(CNSNews.com) - National pro-abortion groups are mobilizing to defeat a South Dakota initiative on the November ballot that would ban abortion except in cases of rape, incest or a threat to the life of the mother.
These groups see the initiative as the potential "first step" in a legal challenge to Roe vs. Wade, the 1973 U.S. Supreme Court decision that legalized abortion-on-demand nationwide. The principal pro-life organizer behind the South Dakota initiative, meanwhile, does not dispute this perception.
"Let’s not kid ourselves," Nancy Keenan, executive director of NARAL Pro-Choice America, told reporters at a press conference in Washington, D.C. on Tuesday. "The people behind this effort (want) to make South Dakota the first step in a long-term campaign to mount a legal challenge to Roe (vs. Wade)."

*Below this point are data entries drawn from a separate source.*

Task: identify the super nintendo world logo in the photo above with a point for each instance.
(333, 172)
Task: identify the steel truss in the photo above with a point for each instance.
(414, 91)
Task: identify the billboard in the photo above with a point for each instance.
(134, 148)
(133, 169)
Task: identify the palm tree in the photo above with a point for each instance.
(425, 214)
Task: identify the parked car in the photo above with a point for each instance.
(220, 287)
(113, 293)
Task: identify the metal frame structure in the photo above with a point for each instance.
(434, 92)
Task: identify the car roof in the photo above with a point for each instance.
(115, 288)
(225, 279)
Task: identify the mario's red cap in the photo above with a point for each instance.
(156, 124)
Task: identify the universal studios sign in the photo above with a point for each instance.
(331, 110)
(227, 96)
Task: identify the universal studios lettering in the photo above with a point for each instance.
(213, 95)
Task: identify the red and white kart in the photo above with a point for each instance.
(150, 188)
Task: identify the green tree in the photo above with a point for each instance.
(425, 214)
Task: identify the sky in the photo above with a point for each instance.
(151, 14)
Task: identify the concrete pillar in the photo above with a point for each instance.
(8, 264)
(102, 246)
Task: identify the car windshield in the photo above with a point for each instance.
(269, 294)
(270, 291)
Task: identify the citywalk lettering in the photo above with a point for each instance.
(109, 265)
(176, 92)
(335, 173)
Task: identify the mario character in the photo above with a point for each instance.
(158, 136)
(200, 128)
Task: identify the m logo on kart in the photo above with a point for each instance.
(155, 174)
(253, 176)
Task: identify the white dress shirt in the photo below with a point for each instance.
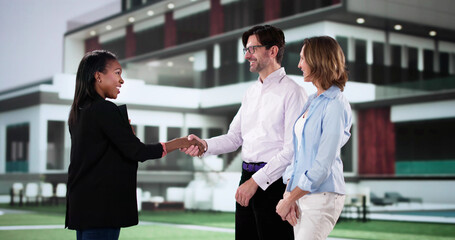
(263, 126)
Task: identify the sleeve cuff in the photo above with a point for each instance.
(305, 184)
(164, 149)
(262, 180)
(209, 143)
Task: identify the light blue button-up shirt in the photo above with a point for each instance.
(317, 166)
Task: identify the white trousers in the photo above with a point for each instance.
(319, 213)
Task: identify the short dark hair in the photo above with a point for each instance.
(92, 62)
(268, 36)
(326, 60)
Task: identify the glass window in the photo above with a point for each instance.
(150, 40)
(55, 145)
(360, 70)
(229, 67)
(428, 64)
(152, 134)
(425, 147)
(17, 147)
(193, 27)
(413, 71)
(185, 70)
(234, 15)
(117, 46)
(444, 64)
(378, 63)
(213, 132)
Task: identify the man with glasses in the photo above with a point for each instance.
(263, 127)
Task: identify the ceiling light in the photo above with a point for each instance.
(153, 63)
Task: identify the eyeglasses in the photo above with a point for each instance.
(252, 49)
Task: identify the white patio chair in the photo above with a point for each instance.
(31, 192)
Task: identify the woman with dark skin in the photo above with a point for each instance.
(101, 196)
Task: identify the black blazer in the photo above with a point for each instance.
(103, 169)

Keenan was joined by two other national pro-abortion figures, Cecile Richards, president of Planned Parent Action Fund, the political arm of the Planned Parenthood Federation of America, and Anthony Romero, executive director of the American Civil Liberties Union (ACLU).

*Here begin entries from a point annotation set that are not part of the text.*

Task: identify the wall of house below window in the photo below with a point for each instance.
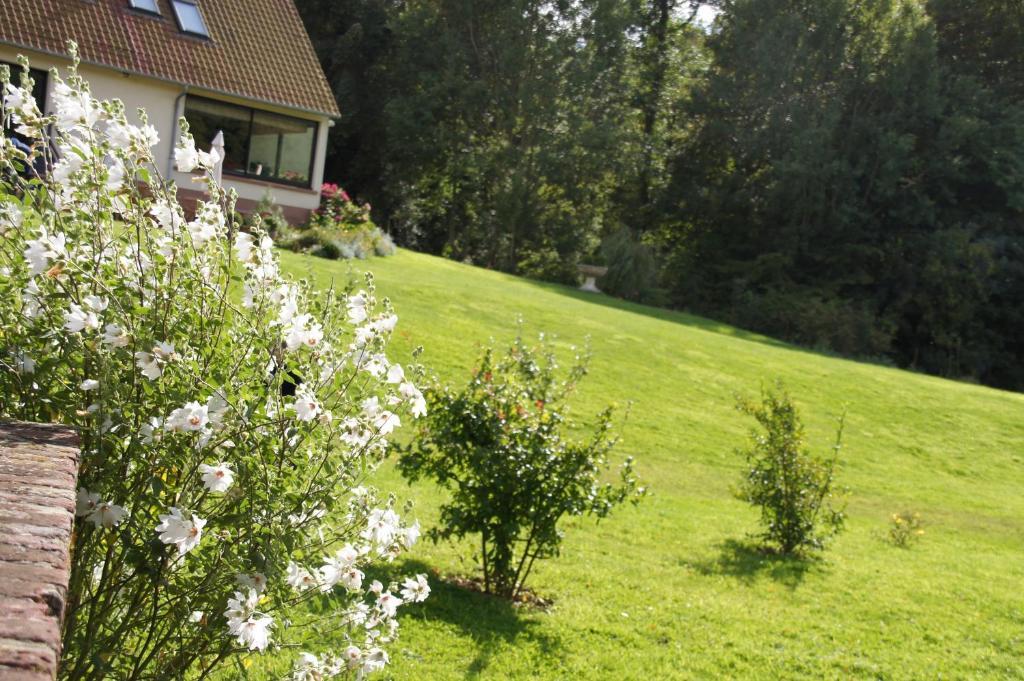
(164, 104)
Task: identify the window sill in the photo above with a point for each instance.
(269, 184)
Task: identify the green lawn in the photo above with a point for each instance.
(671, 589)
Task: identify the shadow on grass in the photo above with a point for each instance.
(748, 561)
(491, 622)
(663, 313)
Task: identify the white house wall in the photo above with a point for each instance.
(164, 104)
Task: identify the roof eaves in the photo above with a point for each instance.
(335, 115)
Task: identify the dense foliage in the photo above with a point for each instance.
(846, 174)
(227, 414)
(793, 488)
(339, 228)
(500, 445)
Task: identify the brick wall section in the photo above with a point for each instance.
(38, 471)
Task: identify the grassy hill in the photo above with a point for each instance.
(671, 589)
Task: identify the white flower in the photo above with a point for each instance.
(187, 158)
(174, 528)
(115, 336)
(244, 246)
(395, 374)
(255, 632)
(105, 514)
(217, 478)
(151, 430)
(341, 568)
(165, 213)
(152, 364)
(299, 578)
(374, 661)
(353, 656)
(78, 320)
(74, 108)
(24, 364)
(254, 581)
(416, 590)
(250, 628)
(10, 216)
(148, 365)
(418, 406)
(190, 417)
(96, 303)
(86, 502)
(411, 535)
(303, 330)
(388, 603)
(305, 406)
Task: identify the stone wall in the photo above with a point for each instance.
(38, 471)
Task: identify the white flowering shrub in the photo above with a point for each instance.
(227, 414)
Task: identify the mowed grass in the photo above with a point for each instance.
(672, 589)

"It seems desperate to me that they would hold a press conference in Washington, D.C.," Leslee Unruh, leader of the South Dakota organization behind Initiated Measure 11, "Vote Yes on Life," told CNSNews.com. Unruh said that calling national attention to her state's third attempt in almost as many years to ban abortion might backfire on the pro-abortion groups.
"Grassroots always trumps money in South Dakota," Unruh said. "People in South Dakota don't like it if they think someone nationally is trying to tell them what to do."
Two years ago, voters in South Dakota rejected a referendum for a complete ban on abortion by 56 percent to 44 percent.
Unruh said this year’s ballot measure was drafted after a statewide effort to gather voter opinion on why the 2006 ballot measure failed and what voters wanted to see in a new measure.
South Dakotans, she said, overwhelmingly indicated they did not want to see abortion used as birth control and that a ban would be acceptable as long as it included exceptions for rape, incest and if the life of the mother was at risk.
"Vote Yes for Life" gathered almost 60,000 signatures - more than three times the 17,000 required for inclusion on the ballot - and 48,000 signatures were officially turned in to the state.
At the Washington press conference, Richards echoed Keenan's concerns about South Dakota being a test case that could work its way to the Supreme Court.
"It is a cynical effort, I believe, by anti-choice groups to simply use the state of South Dakota and the voters of South Dakota to do their ultimate goal,” said Richards, “which is to challenge the fundamental right of women in this country that supported the right decision to make these personal decisions."
Unruh told CNSNews.com she is not hiding the fact that she would like to take a South Dakota abortion ban to the Supreme Court and challenge Roe v. Wade.
"The first (ballot measure) was designed for South Dakota and South Dakota only," Unruh said. "This time, it is designed to go to the Supreme Court."
South Dakota has been at the center of two other landmark actions related to abortion.
It sponsored the first state task force to study abortion and its effects on women, and a federal court recently upheld a 2005 South Dakota law that requires doctors to tell patients that an abortion will "terminate the life of a whole, separate, unique, living human being."
Alveda King, niece of the late Rev. Martin Luther King, Jr.; Fr. Frank Pavone, national director of Priests for Life; and Tony Perkins, president of the Family Research Council, have endorsed Initiated Measure 11.